Fire, rain and a rocket accompany Lag Ba’omer festivities across country

Fire, rain and a rocket accompany Lag Ba’omer festivities across country

Hundreds of thousands celebrate with bonfires and visits to Mount Meron; about 150 require medical treatment

Revelers on Mount Meron for Lag Ba'omer Wednesday. (photo credit:Serge Attal/Flash90)
Revelers on Mount Meron for Lag Ba'omer Wednesday. (photo credit:Serge Attal/Flash90)

Bonfires blazed across the country Wednesday night and into Thursday morning to mark the holiday of Lag Ba’omer, though for some the events were not all fun and games.

The Magen David Adom emergency service reported that it provided treatment to approximately 150 people for smoke inhalation, burns, bruises, fractures, cuts, fainting and dehydration.

At the grave of second-century sage Rabbi Shimon Bar Yochai on Mount Meron near Safed in the north of Israel, where hundreds of thousands were commemorating the anniversary of the kabbalist’s death, 40 people were treated.

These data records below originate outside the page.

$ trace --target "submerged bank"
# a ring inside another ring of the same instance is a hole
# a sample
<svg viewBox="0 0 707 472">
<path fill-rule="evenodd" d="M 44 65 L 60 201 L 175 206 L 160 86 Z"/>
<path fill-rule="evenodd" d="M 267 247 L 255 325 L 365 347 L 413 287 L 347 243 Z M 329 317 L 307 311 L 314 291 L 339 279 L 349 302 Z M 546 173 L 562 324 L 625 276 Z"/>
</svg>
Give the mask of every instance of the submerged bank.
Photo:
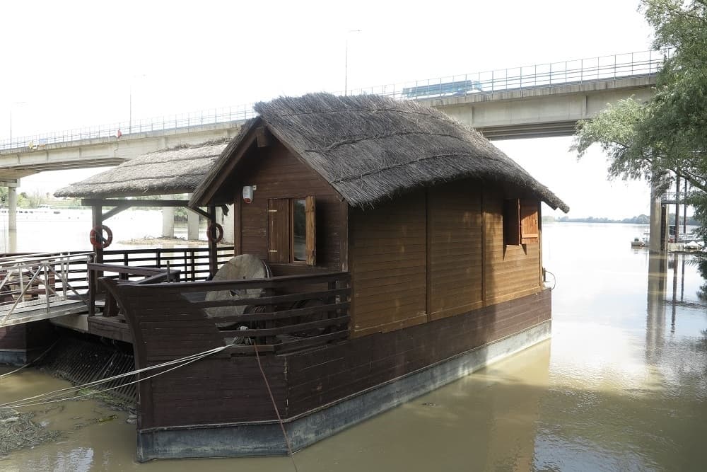
<svg viewBox="0 0 707 472">
<path fill-rule="evenodd" d="M 551 340 L 306 448 L 293 456 L 298 469 L 702 470 L 705 281 L 690 256 L 671 255 L 661 270 L 647 251 L 627 248 L 639 228 L 593 226 L 544 227 L 544 265 L 557 277 Z M 0 381 L 3 401 L 68 385 L 33 369 Z M 134 462 L 127 418 L 92 401 L 37 412 L 35 421 L 65 435 L 0 459 L 0 468 L 174 470 Z M 294 470 L 284 457 L 177 466 Z"/>
</svg>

The minor Jewish holiday of Lag Ba’omer — which also marks the traditional date of the end of a plague that killed 24,000 students of another sage, Rabbi Akiva, in the first century CE — is customarily celebrated with bonfires, barbecues and outdoor activities.

On Mount Meron, a 24-year-old man fell approximately four meters (13 feet) from a grandstand and injured his head. He was taken by helicopter to Rambam hospital in Haifa, where, according to Ynet, he is in moderate condition. Another man was also hospitalized

In the West Bank city of Beitar Illit, seven people, including four children, were injured in an explosion when a gas canister was thrown into a large bonfire.

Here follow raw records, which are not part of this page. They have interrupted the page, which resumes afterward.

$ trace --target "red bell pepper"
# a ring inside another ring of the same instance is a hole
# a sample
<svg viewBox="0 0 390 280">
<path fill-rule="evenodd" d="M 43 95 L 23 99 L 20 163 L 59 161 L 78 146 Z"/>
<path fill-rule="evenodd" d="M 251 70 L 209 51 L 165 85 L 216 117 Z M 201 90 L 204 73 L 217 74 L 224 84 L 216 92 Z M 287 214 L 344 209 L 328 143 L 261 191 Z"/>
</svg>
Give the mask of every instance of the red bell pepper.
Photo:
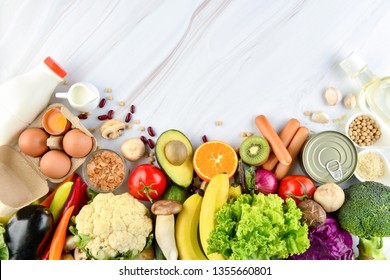
<svg viewBox="0 0 390 280">
<path fill-rule="evenodd" d="M 62 209 L 60 219 L 71 206 L 74 206 L 73 215 L 76 216 L 79 213 L 81 207 L 86 204 L 86 202 L 83 202 L 83 197 L 85 196 L 87 196 L 87 184 L 82 181 L 80 176 L 78 176 L 69 194 L 69 198 L 64 208 Z"/>
</svg>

The south also saw flames of another sort: a Kassam rocket was launched from the Gaza Strip, landing in an open field in the Sha’ar Hanegev area.

No injuries or damage were reported.

At the northern end of the country, brief rainfall was reported in the town of Hispin on the Golan Heights, according to Ynet. The quarter hour or so of light rain did nothing to extinguish either the bonfires or the Lag Ba’omer festivities.

As it does every year on Lag Ba’omer, the Ministry of Environmental Protection monitored levels of air pollution affecting the respiratory tract as a result of the bonfires. Their research showed a marked increase last night, in some areas by as much as nearly 3 percent.